Bank loan portability: everything you need to know
More difficult than having to take out a loan is knowing that, often, the interest charged amounts to twice the total amount we borrow. In this regard, bank loan portability is an option that many people are unaware of, but which can bring significant financial benefits. This is because it brings the possibility of transferring the debt to other financial institutions that have more advantageous conditions.
How does loan portability work?
Loan portability is an option that allows the customer to transfer the balance of a loan contracted with a bank to another that offers better conditions, such as lower interest rates and more advantageous terms. To carry out portability, the customer must ask the bank that is receiving the loan payments to issue a document called a “payment slip”, which represents the total amount of the debt.
With this document, the customer can look for another bank or financial institution to negotiate a new credit operation.
It is worth remembering that loan portability is not an obligation on the part of banks, but an option they offer to customers. Therefore, it is important to evaluate the conditions offered by each place before deciding on portability.
Is it advantageous to carry out loan portability?
The main advantage of loan portability is the possibility of reducing the amount of installments you owe and, consequently, the total amount of debt . This is because, by transferring the balance to a bank that offers lower interest rates and more advantageous terms, the customer can achieve a significant reduction in monthly installments.
In addition, loan portability can also be an interesting option for those who want to change banks, but do not want to get rid of an already contracted debt. With portability, it is possible to transfer the debt to a new bank without having to pay all installments at once.
It is also worth remembering that credit portability is for any type of loan , whether it be payroll loans, personal loans, housing loans or others.
Basically, the contracted interest and the duration of the debt, as well as the person's ability to repay that loan, is what characterizes a credit. The freedom of being able to seek a better offer from this equation is great for those who need to improve these conditions to catch up on their bills and live in the blue.
Which banks do loan portability?
Currently, banks are obliged to offer the option of loan portability to customers. However, the conditions offered by each bank can vary greatly, so it is important to research and compare proposals before making any decision to change.
Among the banks that offer loan portability are Banco do Brasil, Caixa Economical Federal, Itaú, Santander and Bradesco, among others. It is important to point out that each bank may have specific rules for portability, such as the requirement of a minimum amount of balance to be transferred, for example.

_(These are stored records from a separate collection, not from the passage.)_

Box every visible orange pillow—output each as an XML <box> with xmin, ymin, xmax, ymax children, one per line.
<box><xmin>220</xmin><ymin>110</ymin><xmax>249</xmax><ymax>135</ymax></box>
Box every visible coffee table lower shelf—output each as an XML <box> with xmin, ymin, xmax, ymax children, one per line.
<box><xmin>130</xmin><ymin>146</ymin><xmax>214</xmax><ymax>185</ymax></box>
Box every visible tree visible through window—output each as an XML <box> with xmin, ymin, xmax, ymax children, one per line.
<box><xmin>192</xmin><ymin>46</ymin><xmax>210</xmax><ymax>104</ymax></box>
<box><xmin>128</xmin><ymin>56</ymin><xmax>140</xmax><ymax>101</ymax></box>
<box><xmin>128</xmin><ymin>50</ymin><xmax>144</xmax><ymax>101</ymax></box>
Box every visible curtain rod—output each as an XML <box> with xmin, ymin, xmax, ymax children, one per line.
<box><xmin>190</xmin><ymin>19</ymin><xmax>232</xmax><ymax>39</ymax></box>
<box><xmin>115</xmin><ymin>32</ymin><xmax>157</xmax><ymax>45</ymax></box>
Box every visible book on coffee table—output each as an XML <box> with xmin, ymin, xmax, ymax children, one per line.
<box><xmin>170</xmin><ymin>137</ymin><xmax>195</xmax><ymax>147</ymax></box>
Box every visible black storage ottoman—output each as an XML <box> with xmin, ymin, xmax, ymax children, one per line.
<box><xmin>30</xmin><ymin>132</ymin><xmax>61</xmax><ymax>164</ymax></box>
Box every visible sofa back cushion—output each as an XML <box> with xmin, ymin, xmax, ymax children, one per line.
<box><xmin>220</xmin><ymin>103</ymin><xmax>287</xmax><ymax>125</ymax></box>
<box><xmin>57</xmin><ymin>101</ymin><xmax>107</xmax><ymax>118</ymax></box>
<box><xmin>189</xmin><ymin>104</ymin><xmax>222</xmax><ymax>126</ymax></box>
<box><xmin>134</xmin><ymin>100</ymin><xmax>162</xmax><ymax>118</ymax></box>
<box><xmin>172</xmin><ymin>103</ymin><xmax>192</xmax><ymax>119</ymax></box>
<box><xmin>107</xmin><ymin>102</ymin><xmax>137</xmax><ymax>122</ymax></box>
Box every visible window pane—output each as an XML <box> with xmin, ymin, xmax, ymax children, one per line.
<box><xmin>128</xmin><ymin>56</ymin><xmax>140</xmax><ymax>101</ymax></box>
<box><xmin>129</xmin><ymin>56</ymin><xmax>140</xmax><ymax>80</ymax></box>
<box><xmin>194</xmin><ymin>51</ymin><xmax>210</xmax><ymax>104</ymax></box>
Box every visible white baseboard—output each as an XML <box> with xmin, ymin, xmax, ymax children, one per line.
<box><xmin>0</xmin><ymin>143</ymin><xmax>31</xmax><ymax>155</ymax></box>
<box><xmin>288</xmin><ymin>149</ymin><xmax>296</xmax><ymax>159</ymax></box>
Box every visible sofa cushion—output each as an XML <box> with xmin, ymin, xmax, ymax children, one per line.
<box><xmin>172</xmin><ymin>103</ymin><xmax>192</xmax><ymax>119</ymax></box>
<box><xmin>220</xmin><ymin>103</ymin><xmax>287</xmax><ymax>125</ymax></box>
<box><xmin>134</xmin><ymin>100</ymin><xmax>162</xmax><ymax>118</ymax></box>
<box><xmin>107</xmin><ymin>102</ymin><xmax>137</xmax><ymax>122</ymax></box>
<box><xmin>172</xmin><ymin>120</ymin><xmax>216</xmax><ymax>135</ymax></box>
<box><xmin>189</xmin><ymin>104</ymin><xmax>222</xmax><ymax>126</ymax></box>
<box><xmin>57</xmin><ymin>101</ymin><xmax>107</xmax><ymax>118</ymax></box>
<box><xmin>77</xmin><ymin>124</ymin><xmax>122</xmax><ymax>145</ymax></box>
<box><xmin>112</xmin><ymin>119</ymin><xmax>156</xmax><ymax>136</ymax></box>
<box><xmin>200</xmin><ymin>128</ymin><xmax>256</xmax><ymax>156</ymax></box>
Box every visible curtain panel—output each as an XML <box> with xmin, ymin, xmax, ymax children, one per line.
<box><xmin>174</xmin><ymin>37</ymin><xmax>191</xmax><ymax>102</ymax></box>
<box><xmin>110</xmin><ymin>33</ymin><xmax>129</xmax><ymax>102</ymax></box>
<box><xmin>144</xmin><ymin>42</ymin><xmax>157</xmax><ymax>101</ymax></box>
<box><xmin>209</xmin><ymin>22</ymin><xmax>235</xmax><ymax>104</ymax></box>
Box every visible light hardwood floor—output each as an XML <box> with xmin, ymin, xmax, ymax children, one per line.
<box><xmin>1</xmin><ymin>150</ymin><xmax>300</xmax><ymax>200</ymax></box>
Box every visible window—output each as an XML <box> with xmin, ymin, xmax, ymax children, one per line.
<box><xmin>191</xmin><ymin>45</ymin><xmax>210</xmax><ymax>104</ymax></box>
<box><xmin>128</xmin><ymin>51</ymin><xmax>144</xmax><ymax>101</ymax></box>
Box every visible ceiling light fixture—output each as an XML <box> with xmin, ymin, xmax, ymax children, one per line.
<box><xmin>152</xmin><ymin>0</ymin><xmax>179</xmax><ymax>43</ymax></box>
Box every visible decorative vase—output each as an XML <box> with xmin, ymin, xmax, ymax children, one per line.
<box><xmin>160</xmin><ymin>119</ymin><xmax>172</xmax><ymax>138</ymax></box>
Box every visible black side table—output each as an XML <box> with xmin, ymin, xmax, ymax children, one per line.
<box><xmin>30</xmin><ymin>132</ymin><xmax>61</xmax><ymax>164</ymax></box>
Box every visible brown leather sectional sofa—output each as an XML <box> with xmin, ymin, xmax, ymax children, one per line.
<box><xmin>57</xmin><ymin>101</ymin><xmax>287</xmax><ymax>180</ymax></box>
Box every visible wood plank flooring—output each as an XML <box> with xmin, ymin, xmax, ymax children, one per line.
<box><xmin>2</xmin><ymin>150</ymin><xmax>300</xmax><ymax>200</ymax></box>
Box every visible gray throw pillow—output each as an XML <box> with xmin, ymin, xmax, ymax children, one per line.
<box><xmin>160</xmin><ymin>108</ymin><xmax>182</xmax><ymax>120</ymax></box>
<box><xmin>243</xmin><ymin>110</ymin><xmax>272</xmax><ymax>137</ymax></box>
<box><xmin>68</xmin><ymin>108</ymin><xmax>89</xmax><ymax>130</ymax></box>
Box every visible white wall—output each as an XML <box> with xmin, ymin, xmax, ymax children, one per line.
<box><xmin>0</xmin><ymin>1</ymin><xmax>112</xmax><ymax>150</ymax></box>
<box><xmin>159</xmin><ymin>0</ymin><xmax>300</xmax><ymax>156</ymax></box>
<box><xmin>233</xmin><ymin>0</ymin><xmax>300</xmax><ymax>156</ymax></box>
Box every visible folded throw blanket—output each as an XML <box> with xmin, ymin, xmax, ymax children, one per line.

In addition to traditional banks, it is now also possible to make loans at 99Pay, the digital wallet already available in the 99 app , through the 99Empresta service . Available to customers in São Paulo and Rio de Janeiro, 99Empresta offers loans from R$500 to R$10,000, with monthly interest from 2% to 10% (average of 6%) and the possibility of installments in up to 12 months.
The loan application process at 99 is quite simple and can be done directly through the 99Pay tab available in the 99 application . To be able to make the loan from 99Pay , the digital wallet only requires the National Driver's License (CNH) and the RG. After delivering the requested documents, the analysis is done in a few minutes and then the customer's credit limit is defined.
In addition to the personal loan, 99Pay has been offering a completely free financial education course since October . Made in partnership with edtech Barkus, it is aimed especially at those who need to organize their bills, pay off debts and start investing. Meet!